-----------------------------------------------------------
This is an automatically generated e-mail. To reply, visit:
https://reviews.apache.org/r/4383/
-----------------------------------------------------------
(Updated 2012-04-19 06:52:43.361572)
Review request for qpid, Andrew Stitcher, Ted Ross, Chug Rolke, and Steve
Huston.
Changes
-------
Load tests over a period of time reveal a threading bug when closing a
connection.
The testing for opsInprogress == 0 and the states of queuedDelete and
queuedClose occurs outside the lock. If an IO thread suspends right after
releasing the lock (opsInProgress == 1) and resumes some time later, when
another IO thread has decremented opsInProgress to zero, both threads will
conclude that they are the last IO completion. This results variously in
double deletes of the underlying socket or the AsynchIO object itself.

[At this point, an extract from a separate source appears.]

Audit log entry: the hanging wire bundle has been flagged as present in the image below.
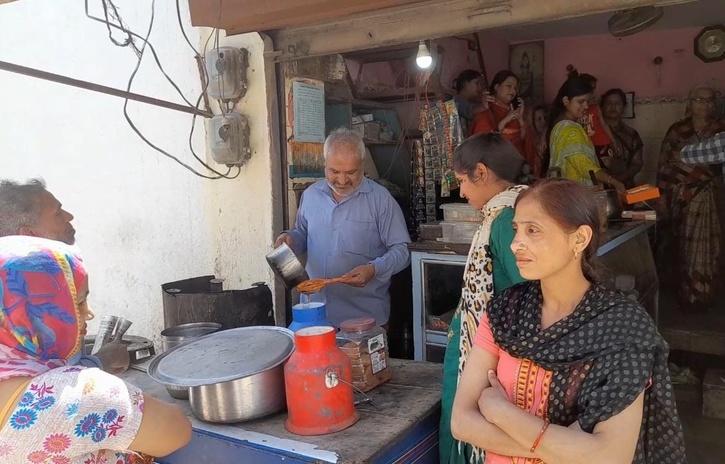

This patch moves the test inside the lock.
It also uses the same lock to protect the setting of either queuedDelete or
queuedClose and the handoff (if any) to the IO thread. This has the effect of
adding two additional locks over the life of the connection, but should have no
effect on throughput or latency.
Summary
-------
The cause of the hang was an outstanding read side completion when the AsynchIO
object in charge of the socket was in the queuedClose state.
The completion handler drains outstanding async requests before closing the
socket. Since the cable had been pulled, the async read would never complete
until Windows gave up on the socket altogether (some time much later).
This patch remembers the last aio read and will cancel it if in the
queuedClose state before blocking again.
Aside from the basic description from the Jira, I also removed an unused test
for restartRead, which doesn't change the logic of the section, but may
indicate an intention that wasn't fully coded or something left over from a
previous change.
This addresses bug QPID-3759.
https://issues.apache.org/jira/browse/QPID-3759
Diffs (updated)
-----
http://svn.apache.org/repos/asf/qpid/trunk/qpid/cpp/src/qpid/sys/windows/AsynchIO.cpp
1327776
Diff: https://reviews.apache.org/r/4383/diff
Testing
-------
qpid-perftest, qpid-send, qpid-receive, cable pulls, broker pause/resumes
Thanks,
Cliff